AMD: Speculation, Rumors, and Discussion (Archive)

Status
Not open for further replies.
Looks like the L2 partition size has been doubled over GCN 1.2.
The architecture per se doesn't have fixed cache size per partition (that's true for nvidia as well, not just GCN). That said, GCN 1.0-1.2 chips had L2 sizes of 128kB or 256kB per 64bit partition (albeit the number for Tonga is still unconfirmed), so 512kB per 64bit partition is definitely higher (Hawaii had just 1MB in total). Fiji also has 2MB, but it has also 8 memory partitions and not just 4. I'd say though this was fully expected...
And what's with the dedicated L/S units -- 16 per CU?
Same old afaict...
 
So, I was right: 32 ROPs.

The primitive discard accelerator is merely chucking out small triangles. The reference to an improvement with MSAA level might be a hint that historically queries against the hierarchical-Z buffer are sufficiently heavy-weight that a large number of them causes a stall. So, if they are culled earlier, then that increases the proportion of time given to triangles that will be rendered and eases the workload on the hierarchical-Z buffer. The hierarchical-Z buffer becomes larger with MSAA level (and resolution), which implies more data is required to satisfy each triangle-query.

Well, that's my guess.

I don't know much about the throughput of the hierarchical-Z buffer versus its size and the triangle rate. I might be imagining a problem that isn't there.
 
Is hierarchical Z physically tiled in the same way the render back ends are? Could the inter-engine distribution links between the geometry processors and rasterizers have been broadcasting a zero-coverage triangle to multiple engines?

With 4 shader engines and geometry processors, what is left that isn't at least as capable as the 390?
Rasterizer and matching ROP throughput, L2 crossbar bandwidth due to smaller number of channels and matching slices?

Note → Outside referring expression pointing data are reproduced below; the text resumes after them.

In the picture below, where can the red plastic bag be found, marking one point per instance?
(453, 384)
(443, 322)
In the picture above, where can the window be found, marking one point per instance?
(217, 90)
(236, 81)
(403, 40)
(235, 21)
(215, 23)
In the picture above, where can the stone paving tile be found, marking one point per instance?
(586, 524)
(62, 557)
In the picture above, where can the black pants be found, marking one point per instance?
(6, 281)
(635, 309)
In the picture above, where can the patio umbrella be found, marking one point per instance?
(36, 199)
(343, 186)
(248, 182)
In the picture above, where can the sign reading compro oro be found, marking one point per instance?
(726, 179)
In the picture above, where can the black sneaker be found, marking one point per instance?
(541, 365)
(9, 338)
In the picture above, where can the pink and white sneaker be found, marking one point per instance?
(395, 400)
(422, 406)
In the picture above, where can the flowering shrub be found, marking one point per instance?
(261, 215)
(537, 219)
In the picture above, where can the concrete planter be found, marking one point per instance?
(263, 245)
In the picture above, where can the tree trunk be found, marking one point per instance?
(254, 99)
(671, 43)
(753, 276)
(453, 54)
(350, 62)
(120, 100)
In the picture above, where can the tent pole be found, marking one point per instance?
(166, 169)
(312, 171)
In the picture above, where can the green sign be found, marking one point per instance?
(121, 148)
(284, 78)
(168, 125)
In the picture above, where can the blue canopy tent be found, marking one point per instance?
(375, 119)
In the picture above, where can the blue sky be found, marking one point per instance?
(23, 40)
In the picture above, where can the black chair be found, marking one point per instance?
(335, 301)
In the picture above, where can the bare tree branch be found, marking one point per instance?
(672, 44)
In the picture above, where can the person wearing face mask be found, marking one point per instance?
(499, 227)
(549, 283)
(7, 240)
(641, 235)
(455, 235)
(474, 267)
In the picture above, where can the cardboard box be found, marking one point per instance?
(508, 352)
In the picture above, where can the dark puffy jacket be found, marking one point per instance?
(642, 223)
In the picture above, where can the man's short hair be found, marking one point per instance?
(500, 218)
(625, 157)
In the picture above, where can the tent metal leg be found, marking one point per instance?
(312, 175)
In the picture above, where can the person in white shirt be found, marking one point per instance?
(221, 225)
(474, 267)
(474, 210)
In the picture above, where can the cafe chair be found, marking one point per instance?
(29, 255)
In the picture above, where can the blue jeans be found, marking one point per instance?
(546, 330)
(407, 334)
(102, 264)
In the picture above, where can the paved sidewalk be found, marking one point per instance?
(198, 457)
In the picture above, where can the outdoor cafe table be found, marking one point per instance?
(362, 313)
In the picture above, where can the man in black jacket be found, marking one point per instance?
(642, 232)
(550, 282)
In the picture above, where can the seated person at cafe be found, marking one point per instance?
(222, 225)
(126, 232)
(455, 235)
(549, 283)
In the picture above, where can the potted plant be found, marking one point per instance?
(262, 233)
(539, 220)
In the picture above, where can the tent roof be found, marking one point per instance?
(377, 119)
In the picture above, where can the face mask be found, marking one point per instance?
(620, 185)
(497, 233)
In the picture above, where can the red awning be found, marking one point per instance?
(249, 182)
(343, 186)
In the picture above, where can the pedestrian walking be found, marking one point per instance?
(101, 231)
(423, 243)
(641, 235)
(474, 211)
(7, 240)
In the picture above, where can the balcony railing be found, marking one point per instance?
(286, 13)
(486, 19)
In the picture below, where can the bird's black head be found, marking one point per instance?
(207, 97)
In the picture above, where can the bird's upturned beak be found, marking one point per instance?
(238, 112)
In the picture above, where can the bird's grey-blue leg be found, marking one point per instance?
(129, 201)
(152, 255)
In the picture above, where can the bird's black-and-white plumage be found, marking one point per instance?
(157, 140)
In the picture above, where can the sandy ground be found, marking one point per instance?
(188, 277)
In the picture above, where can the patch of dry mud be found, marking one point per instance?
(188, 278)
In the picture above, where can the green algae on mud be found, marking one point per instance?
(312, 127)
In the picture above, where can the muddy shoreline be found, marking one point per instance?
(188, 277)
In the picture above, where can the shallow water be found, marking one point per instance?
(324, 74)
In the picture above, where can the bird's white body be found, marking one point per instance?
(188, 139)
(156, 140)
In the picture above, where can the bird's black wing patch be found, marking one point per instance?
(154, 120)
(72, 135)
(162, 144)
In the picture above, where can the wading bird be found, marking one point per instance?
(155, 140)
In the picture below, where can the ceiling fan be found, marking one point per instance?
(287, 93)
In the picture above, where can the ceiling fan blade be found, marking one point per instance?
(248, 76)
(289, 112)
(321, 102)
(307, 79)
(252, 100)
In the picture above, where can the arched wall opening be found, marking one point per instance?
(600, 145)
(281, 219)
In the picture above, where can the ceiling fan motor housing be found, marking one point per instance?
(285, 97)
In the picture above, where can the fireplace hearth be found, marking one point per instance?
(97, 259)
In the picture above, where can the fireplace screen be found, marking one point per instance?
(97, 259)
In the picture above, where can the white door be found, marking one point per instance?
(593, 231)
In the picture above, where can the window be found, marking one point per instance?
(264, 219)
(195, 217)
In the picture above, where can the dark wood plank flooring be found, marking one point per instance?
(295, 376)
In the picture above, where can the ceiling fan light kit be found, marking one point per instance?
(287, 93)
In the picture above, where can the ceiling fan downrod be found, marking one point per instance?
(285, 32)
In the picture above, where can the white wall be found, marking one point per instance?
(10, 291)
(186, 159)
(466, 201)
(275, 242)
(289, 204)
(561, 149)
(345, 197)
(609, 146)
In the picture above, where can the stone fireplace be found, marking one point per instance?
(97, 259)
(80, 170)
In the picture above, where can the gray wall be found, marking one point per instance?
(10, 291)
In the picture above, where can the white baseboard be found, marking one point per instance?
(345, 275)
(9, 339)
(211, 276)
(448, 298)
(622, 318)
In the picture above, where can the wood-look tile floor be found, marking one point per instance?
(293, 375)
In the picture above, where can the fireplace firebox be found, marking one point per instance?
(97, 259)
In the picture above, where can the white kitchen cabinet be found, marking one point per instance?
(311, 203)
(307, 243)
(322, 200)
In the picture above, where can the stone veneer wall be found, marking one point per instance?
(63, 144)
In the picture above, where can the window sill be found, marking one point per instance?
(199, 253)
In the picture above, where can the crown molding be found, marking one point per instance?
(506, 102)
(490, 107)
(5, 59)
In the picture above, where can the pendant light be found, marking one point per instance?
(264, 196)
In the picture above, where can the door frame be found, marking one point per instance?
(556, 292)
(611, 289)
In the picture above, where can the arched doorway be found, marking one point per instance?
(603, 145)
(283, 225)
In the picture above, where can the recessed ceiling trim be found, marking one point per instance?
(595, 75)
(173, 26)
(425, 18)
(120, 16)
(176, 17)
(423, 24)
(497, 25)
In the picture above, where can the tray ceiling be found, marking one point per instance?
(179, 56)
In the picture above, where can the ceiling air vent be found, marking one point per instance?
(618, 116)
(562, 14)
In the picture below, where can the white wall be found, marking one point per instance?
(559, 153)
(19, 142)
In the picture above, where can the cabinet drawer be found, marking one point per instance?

Oddly enough, the number of memory controllers seems to be higher for this 256-bit bus than it was for Tonga, which AMD diagrammed as having 4 64-bit controllers.
There are 8 MC blocks in the Polaris diagram. Could that mean even the L2 is Hawaii level (edit: in slice count)?
And what does that mean since Fiji had HBM controllers, but was diagrammed with 8 MC blocks--and bandwidth tests showed very little scaling until the data stride got off-chip?
 
My theory is that when you enable MSAA, the coverage analysis will test each primitive against more samples. So zero-area primitives will take longer in coverage analysis only to be discarded at the end as they won't hit a single sample. Now if you culled these primitives even before rasterization then it'll save all that useless work. Honestly I thought culling zero area primitives would already be implemented as it only takes 6 MULs and 3 ADDs to determine if the cross product of a triangle is 0.
 
32b/channel makes sense for the MC as the architecture will have to work alongside a CPU and could be addressing system memory.

No details on CU configurations. Diagrams looks like the standard 4x16+1 though. Reserving CU should be interesting. I'd like to see the sound engine/effects that needs over 1TF(22%) of processing power if that diagram is realistic.

That ACE/HWS scheduling/self-tuning I theorized a while back appears to be in there. Curious if it's applicable to previous generations. Doesn't look like they've changed the schedulers much, although they may be a bit more robust. Keep in mind 2ACE=1HWS=1 programmable logic device. They are all interchangeable so could be 2ACE+3HWS or 8ACE if that ever made sense.

Native FP16 and 32b controllers could be useful for deep learning?

The increase with MSAA is relative gains, so it may just be marketing spin with increased MSAA being an inherently heavier operation. As MSAA levels increased you'd be culling more subsamples.
 
Let this be the start of the AMD RX480 Review discussions. The official reviews should be hitting in a little under 12 hours, but I'm sure there may be some that are accidentally released early.
 
Are we really make a:

Thread for Polaris arch.
Thread to talk about 480
Thread to talk about the reviews of the 480
and another hundreds of thread for every architecture, every product of that architecture and every review of every product of that architecture?
 
Are we really make a:

Thread for Polaris arch.
Thread to talk about 480
Thread to talk about the reviews of the 480
and another hundreds of thread for every architecture, every product of that architecture and every review of every product of that architecture?
Yes or Would you rather just pile everything into one thread and not be organized?
 
Yes or Would you rather just pile everything into one thread and not be organized?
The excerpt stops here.